L’image est splendide : des backlights maîtrisés, un low-key qui renforce la claustrophobie. Les costumes sont magnifiques, et l’étalonnage semble fait pour donner de la vie aux matières. J’adore quand un film ose être étrange sans honte.
Un défaut récurrent des courts-métrages réside dans leur envie constante d’adopter une esthétique standardisée : ce « look pellicule », souvent dans des tons « teal and orange » avec de jolis backlights. En cherchant à se démarquer, ces films finissent par s’inscrire dans une catégorie où l’on semble surtout vouloir prouver une maîtrise technique (« J’ai des Skypanels, des Nanlux, et je sais m’en servir »). Excusez cette critique, mais, à l’exception des documentaires, j’ai rarement l’impression d’être visuellement surpris dans ce festival.
18h30 — Exposition : Femmes à la caméra
Le vernissage était un vrai plaisir : rencontres, échanges, une énergie extrêmement bienveillante. Nancy Schreiber, grande cheffe opératrice américaine, a reçu une belle standing ovation. Accompagnée de son ami Texan (au chapeau relativement cliché), elle a prononcé un discours vibrant, plein d’espoir et de force, en soutien à l’association en pleine croissance et tout à fait géniale : Femmes à la caméra.
Mention spéciale également aux cressins accompagnés d’houmous et d’une IPA. Fait amusant : les chefs ops semblent préférer le vin, tandis que les aspirants optent pour la bière.
La soirée a continué avec un verre et une partie de fléchettes, celle-ci devenant presque compétitive. Deuxième observation amusante : les étudiant·es de la Fémis ne peuvent s’empêcher de jouer pour la gagne!
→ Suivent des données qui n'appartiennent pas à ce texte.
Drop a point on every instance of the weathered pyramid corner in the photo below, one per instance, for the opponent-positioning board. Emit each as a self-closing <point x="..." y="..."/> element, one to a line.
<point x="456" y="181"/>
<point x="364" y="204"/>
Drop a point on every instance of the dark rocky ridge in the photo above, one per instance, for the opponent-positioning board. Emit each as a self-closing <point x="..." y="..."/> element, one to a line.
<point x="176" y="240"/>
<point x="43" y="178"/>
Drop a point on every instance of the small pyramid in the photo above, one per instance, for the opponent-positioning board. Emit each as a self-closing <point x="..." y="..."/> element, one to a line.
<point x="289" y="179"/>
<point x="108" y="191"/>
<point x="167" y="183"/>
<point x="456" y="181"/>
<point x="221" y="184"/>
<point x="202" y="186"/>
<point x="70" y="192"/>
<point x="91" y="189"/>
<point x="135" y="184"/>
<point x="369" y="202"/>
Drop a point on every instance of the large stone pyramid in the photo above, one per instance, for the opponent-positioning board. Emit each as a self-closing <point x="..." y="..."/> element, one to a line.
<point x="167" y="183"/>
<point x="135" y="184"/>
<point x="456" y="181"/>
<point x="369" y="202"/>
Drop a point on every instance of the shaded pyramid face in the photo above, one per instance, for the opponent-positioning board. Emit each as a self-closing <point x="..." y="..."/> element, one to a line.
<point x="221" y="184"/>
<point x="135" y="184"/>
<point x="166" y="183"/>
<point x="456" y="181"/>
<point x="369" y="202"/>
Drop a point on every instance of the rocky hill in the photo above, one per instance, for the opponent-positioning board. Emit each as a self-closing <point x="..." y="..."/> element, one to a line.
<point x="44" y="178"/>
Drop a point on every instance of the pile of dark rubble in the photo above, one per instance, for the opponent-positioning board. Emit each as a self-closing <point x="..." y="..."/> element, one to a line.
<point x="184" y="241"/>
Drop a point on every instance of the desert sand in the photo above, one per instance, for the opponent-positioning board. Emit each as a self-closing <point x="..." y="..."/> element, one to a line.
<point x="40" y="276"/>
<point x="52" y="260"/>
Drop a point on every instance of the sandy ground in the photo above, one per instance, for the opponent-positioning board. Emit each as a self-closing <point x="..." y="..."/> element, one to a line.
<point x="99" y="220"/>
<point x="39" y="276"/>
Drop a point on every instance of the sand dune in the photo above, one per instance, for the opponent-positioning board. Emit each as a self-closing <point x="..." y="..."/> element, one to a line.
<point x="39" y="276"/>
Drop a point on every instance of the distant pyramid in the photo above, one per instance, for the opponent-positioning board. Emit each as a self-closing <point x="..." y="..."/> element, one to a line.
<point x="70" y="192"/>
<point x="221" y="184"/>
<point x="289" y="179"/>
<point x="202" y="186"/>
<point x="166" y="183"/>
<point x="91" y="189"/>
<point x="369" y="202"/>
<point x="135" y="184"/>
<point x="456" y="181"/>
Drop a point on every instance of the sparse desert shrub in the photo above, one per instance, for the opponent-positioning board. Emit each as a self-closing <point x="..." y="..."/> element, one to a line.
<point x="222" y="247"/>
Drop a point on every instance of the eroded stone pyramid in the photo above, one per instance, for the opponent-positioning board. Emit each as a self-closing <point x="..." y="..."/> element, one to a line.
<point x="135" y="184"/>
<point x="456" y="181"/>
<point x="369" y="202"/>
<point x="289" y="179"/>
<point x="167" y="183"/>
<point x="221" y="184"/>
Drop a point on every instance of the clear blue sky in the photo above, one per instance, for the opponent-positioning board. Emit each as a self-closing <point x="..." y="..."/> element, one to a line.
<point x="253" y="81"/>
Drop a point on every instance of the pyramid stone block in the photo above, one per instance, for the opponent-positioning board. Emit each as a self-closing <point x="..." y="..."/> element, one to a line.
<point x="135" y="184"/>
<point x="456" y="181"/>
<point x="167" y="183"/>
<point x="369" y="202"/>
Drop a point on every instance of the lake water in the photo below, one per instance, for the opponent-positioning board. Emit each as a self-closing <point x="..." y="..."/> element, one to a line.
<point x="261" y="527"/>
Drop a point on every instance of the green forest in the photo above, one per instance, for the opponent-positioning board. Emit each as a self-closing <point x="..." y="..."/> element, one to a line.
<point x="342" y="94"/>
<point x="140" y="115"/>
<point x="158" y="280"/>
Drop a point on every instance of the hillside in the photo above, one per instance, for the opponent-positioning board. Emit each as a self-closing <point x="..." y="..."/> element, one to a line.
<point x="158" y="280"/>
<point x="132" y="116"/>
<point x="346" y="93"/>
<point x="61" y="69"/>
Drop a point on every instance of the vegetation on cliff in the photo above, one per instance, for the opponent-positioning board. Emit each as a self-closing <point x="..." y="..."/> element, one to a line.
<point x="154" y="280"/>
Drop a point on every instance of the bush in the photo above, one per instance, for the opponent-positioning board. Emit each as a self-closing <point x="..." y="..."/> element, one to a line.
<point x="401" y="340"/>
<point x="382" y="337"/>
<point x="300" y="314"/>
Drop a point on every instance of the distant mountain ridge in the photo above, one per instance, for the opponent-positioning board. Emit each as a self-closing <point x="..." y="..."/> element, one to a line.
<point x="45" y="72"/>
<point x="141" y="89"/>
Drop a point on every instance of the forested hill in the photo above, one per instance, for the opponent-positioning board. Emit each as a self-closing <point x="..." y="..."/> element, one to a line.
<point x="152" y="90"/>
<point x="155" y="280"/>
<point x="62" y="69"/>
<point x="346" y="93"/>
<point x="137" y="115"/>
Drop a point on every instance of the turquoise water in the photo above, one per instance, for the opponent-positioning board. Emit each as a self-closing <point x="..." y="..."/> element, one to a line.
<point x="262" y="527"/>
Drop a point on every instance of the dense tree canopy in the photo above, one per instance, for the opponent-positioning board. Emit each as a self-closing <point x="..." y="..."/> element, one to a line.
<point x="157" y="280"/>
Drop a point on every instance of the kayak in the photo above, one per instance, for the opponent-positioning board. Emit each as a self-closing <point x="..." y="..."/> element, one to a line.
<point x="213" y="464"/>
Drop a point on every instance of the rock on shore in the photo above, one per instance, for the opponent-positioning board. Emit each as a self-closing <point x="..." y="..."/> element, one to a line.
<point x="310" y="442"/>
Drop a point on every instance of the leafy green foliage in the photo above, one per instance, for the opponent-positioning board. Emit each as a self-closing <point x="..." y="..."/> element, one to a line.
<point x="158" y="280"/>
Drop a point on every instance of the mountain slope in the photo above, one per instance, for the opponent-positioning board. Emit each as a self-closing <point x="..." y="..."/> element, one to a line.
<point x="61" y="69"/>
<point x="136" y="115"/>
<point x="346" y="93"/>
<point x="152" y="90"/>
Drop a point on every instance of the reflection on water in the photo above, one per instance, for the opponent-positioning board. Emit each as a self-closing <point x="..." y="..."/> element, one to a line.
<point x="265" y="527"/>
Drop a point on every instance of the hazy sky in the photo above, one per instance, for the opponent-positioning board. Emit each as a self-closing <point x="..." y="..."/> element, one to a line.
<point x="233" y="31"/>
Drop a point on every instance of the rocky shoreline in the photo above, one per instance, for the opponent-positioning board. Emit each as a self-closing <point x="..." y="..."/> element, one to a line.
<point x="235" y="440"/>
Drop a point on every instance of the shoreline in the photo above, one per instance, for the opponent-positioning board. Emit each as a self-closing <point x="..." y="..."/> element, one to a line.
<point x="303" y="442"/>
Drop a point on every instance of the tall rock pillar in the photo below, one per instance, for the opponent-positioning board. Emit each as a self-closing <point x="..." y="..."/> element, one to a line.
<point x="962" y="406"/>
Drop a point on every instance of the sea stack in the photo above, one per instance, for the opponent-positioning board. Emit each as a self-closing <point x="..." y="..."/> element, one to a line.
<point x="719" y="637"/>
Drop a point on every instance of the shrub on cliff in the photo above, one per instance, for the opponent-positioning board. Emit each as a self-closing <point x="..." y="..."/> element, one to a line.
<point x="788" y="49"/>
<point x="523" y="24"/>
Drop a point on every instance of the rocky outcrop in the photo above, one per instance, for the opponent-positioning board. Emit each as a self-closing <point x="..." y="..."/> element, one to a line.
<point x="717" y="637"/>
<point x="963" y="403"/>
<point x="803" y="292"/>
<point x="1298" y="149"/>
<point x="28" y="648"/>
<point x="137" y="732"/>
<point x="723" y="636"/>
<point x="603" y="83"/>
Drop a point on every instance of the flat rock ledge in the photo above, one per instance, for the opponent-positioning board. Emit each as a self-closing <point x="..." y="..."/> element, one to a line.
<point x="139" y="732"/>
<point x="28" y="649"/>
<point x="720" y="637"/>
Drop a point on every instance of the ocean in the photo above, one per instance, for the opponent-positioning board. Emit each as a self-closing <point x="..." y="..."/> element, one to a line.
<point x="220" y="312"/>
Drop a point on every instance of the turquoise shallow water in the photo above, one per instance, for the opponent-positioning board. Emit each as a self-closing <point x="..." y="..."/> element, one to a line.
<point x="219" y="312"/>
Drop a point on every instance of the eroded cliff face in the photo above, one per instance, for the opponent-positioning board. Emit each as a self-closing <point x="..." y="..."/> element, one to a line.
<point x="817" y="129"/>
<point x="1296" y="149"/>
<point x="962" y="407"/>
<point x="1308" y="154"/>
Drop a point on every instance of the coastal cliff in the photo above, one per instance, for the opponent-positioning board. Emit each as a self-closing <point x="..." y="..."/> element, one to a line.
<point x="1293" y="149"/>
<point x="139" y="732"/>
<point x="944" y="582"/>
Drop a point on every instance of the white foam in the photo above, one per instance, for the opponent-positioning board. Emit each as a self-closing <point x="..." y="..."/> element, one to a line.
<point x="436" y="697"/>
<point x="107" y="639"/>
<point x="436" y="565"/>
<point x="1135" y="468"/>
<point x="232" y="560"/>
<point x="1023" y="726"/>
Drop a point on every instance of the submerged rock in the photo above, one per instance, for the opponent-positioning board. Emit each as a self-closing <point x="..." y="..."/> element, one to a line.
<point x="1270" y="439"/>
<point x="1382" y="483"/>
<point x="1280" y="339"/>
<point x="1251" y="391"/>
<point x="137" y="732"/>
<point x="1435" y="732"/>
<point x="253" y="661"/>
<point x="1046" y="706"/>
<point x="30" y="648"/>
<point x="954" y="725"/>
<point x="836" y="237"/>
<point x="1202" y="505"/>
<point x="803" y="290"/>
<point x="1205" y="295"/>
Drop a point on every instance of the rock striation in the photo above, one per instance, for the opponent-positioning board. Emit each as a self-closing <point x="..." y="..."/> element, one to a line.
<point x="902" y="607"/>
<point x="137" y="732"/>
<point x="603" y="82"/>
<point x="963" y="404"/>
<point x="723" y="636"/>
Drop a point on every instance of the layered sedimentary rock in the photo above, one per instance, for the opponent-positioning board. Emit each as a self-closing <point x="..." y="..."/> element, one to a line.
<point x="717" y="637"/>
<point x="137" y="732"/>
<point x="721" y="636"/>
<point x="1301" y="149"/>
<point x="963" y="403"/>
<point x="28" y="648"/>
Pour eux·elles, perdre semble entacher leur dignité. (J’en ris parce que je les connais bien, et ce petit groupe de six de la Fémis est d’une gentillesse !)
2 petites réflexions du jour
1. Le bokeh : pourquoi le cherche-t-on autant ?
Le bokeh, ou les flous d’arrière-plan, sont presque devenus un fantasme visuel. On cherche à représenter avec la caméra un effet que l’œil humain ne perçoit pas vraiment — ou pas de la même manière.
Pourquoi ce besoin ?
Peut-être parce que le bokeh, en simplifiant le monde, le rend plus doux. Il isole. Il met à distance ce qui nous dépasse. C’est une manière de dire : je veux voir quelque chose précisément, et laisser le reste se dissoudre.
Pour l’anecdote, pour la review d’hier, j’ai tenté de proposer mes photos avec effet bokeh comme image de couverture, mais elles ont été jugées trop abstraites. Il semble donc que l’effet bokeh soit apprécié en arrière-plan, moins au premier plan.
2. C-Stand ambulant
Depuis deux jours, quelque chose d’étrange me taraude : des gens se promènent avec des C-stands. J’en ai croisé pas moins de trois ! Je n’ai pas osé les interrompre. Promis, la prochaine fois, je vous ramène une interview de l’un ou l’une d’entre eux.elles.